In recent years, “we have seen a greater appreciation and understanding of the heart-brain connection,” she said. “Moving forward, more research, including TBI research, will target that connection.”

She added that there are probably “multiple mechanisms” at play underlying the connection between TBI and CVD.

Most importantly, “we are increasingly learning that TBI is not only a discrete event that requires immediate treatment but also a chronic disease process,” and when we “think about the substantial long-term morbidity associated with TBI, we should keep increased risk for CVD on top of mind,” said Dr. Croll.
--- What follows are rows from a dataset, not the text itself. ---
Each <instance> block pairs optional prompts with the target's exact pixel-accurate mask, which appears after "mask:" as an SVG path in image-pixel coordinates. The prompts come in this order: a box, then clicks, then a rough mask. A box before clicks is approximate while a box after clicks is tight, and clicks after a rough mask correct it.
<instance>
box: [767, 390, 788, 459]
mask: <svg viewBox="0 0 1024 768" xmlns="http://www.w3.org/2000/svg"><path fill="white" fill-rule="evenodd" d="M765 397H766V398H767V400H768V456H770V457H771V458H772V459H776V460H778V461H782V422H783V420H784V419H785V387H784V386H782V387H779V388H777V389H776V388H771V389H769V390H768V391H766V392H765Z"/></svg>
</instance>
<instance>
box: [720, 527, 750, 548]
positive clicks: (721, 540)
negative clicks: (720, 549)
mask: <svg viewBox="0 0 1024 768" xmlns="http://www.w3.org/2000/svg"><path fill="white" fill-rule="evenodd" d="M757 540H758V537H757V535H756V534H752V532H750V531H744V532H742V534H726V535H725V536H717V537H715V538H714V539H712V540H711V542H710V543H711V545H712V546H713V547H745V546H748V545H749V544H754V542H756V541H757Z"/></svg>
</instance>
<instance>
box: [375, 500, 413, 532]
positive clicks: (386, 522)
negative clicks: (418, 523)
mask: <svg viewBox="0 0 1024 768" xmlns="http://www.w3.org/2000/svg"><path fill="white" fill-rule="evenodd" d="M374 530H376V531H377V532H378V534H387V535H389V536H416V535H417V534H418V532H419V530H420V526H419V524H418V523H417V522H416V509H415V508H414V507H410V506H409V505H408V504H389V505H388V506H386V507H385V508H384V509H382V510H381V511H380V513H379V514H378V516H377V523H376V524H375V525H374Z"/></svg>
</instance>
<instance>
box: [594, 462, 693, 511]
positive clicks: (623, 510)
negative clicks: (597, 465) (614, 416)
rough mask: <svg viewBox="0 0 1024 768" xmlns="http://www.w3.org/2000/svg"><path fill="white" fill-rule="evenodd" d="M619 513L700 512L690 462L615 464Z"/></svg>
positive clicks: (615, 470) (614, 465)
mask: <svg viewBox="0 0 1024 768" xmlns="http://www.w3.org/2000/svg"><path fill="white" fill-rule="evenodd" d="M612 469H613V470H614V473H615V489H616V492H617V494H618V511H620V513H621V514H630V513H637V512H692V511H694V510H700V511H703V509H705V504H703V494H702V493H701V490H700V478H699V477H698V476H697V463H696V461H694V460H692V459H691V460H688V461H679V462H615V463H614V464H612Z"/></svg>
The review received no funding. Izzy reported receiving grants from the US National Institutes of Health (NIH) and 2023 Stepping Strong Innovator Award. Dr. Zafonte reported receiving grants from the NIH and royalties from Springer and Demos publishing for serving as a coeditor of Brain Injury Medicine. Dr. Zafonte has also served as an adviser to Myomo, Oncare.ai, Nanodiagnostics, and Kisbee. He reported evaluating patients in the Massachusetts General Hospital Brain and Body–TRUST Program, which is funded by the NFL Players Association. The other authors’ disclosures are listed on the original paper. Dr. Croll declared no relevant financial relationships.

A version of this article appeared on Medscape.com.